Video concert film by Eminem
- Released: June 28, 2005
- Recorded: September 8, 2002
- Venue: The Palace of Auburn Hills (Detroit, MI)
- Genre: Hip hop
- Label: Aftermath
- Producer: Eminem (exec.); Paul Rosenberg (exec.); Stuart Parr (exec.);

Eminem chronology
| All Access Europe (2002) | The Anger Management Tour (2005) | Live from New York City (2005) |

= Eminem Presents: The Anger Management Tour =

2005 concert film

The Anger Management Tour is a concert film directed by Donn J. Viola, documenting American rapper Eminem's live concert at The Palace of Auburn Hills in Detroit as part of his second Anger Management Tour.
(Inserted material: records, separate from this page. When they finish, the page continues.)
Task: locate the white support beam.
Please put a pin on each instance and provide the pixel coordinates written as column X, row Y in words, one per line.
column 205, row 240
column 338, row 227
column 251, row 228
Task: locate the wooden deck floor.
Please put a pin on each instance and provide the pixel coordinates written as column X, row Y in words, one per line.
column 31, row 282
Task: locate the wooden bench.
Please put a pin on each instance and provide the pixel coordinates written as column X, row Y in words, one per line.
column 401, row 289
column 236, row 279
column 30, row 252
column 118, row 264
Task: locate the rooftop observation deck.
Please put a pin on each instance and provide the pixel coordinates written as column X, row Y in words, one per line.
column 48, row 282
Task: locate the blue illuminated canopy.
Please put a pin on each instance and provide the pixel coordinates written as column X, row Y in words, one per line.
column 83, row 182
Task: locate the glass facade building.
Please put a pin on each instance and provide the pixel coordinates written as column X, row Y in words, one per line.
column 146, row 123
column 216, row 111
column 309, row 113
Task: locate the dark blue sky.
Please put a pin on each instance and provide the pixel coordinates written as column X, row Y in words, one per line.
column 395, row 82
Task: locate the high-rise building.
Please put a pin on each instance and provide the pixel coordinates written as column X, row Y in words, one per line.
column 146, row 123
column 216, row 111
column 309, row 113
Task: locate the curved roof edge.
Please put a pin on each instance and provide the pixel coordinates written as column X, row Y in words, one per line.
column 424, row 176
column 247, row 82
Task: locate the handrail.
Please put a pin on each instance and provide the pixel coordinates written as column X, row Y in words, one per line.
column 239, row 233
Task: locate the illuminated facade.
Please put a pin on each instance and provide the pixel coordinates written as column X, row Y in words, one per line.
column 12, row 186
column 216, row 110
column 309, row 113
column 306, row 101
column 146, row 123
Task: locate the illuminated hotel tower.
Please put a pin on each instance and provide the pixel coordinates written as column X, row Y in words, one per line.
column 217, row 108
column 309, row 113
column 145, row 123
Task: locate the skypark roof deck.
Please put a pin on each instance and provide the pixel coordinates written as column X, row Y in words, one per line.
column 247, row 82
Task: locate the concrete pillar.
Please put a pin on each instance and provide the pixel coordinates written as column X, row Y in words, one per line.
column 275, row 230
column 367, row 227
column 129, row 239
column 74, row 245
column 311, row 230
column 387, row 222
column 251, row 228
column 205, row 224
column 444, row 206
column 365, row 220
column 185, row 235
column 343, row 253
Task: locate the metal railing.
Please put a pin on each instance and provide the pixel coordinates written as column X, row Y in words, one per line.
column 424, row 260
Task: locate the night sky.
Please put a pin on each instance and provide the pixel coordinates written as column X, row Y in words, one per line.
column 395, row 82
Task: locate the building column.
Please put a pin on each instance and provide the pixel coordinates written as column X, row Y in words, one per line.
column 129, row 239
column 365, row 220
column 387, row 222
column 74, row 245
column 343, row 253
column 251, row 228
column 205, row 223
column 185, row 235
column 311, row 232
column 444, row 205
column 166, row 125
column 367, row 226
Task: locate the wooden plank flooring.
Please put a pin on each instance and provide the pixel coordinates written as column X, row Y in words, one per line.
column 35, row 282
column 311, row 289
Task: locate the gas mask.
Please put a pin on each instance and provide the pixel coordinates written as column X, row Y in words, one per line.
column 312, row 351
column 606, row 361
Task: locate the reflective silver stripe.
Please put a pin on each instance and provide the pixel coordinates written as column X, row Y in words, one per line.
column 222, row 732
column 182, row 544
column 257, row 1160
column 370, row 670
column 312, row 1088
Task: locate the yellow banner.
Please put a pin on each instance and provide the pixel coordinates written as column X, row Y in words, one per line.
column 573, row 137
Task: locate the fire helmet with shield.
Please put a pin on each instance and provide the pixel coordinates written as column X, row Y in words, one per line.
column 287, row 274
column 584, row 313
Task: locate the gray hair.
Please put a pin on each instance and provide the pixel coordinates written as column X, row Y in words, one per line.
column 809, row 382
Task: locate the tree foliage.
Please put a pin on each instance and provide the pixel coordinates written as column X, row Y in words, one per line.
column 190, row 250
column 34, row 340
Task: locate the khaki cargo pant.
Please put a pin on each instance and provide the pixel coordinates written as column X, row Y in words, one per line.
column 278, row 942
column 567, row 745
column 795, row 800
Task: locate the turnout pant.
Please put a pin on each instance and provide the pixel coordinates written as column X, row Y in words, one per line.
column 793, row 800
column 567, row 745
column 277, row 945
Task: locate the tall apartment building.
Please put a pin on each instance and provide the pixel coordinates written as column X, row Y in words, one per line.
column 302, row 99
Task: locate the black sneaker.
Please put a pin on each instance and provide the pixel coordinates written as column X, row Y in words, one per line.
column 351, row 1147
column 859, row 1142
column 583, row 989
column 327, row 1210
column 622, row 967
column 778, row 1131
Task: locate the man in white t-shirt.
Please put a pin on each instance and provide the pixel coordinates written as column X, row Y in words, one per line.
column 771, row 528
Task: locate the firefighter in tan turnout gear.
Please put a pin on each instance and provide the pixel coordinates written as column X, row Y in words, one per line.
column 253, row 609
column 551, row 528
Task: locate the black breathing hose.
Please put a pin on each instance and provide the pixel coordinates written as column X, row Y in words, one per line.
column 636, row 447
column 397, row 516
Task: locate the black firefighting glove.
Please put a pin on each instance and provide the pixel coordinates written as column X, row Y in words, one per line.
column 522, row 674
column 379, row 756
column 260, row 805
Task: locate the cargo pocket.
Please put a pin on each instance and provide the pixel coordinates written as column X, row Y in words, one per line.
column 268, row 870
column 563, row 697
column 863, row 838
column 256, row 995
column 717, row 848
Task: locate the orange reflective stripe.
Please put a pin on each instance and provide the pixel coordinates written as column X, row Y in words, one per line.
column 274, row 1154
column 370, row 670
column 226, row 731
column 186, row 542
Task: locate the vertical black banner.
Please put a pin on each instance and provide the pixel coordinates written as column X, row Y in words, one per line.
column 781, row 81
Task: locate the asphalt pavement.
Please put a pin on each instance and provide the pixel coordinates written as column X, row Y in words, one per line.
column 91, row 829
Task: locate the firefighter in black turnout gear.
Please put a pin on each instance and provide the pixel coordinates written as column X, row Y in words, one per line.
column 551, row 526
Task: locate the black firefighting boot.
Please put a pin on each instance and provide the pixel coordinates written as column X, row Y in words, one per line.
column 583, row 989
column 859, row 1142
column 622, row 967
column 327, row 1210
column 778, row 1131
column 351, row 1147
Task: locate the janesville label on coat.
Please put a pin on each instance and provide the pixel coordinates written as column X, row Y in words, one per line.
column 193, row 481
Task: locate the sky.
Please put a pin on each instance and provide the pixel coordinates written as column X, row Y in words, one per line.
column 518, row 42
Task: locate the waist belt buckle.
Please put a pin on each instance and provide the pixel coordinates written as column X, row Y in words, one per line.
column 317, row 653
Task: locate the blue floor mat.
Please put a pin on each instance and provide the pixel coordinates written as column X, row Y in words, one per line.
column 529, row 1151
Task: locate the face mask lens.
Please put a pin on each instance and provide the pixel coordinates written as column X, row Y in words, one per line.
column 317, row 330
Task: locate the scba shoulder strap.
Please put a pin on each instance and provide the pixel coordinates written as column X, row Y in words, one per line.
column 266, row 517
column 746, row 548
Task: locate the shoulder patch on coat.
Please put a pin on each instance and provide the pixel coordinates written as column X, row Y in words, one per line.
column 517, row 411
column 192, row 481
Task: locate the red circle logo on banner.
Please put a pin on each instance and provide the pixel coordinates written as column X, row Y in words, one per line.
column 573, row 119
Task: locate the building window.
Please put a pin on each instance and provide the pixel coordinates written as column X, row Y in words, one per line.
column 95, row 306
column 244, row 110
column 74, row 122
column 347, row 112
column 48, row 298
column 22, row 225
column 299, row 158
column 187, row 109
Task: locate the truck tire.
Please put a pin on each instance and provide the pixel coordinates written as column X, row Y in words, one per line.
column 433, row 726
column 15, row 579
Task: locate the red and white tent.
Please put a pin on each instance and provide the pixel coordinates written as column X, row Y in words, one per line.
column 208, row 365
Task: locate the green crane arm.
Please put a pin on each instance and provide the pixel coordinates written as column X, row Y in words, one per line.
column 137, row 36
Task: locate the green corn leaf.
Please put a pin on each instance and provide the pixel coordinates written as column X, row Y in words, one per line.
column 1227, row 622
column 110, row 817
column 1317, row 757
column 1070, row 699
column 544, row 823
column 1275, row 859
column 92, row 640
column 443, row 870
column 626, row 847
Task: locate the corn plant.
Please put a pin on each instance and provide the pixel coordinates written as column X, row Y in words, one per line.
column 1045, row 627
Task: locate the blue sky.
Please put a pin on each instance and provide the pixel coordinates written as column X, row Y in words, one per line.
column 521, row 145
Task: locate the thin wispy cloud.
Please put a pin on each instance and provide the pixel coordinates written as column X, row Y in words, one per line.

The taped event, also featuring D12, Obie Trice and Dina Rae, was recorded on September 8, 2002, and released on June 28, 2005, via Aftermath Entertainment.

The second edition of Anger Management Tour concerts, including The Anger Management Tour, were in support of Eminem's fourth solo studio album The Eminem Show.

Professional ratings
Review scores
| Source | Rating |
| AllMusic | Star |

==Track listing==

| No. | Title | Length |
|---|---|---|
| 1. | "Square Dance" |  |
| 2. | "Business" |  |
| 3. | "White America" |  |
| 4. | "Kill You" |  |
| 5. | "When the Music Stop" (performed by D12) |  |
| 6. | "Pimp Like Me" (performed by D12) |  |
| 7. | "Fight Music" (performed by D12) |  |
| 8. | "Purple Pills" (performed by D12) |  |
| 9. | "Stan" |  |
| 10. | "The Way I Am" |  |
| 11. | "Soldier" |  |
| 12. | "Cleanin' Out My Closet" |  |
| 13. | "Forgot About Dre" |  |
| 14. | "Drips" (featuring Obie Trice) |  |
| 15. | "Superman" (featuring Dina Rae) |  |
| 16. | "Drug Ballad" (featuring Dina Rae) |  |
| 17. | "Just Don't Give a Fuck" |  |
| 18. | "Sing for the Moment" |  |
| 19. | "Without Me" |  |
| 20. | "My Dad's Gone Crazy" |  |

==Charts==

| Chart (2005) | Peak position |
|---|---|
| Australian DVD chart (ARIA Charts) | 5 |
| German Albums (Offizielle Top 100) | 49 |
| Dutch Music DVD (MegaCharts) | 15 |
| US Music Video Sales (Billboard) | 2 |

==Certifications==

| Region | Certification | Certified units/sales |
| Australia (ARIA) | Gold | 7,500^{^} |
| New Zealand (RMNZ) | Gold | 2,500^{^} |
^{^} Shipments figures based on certification alone.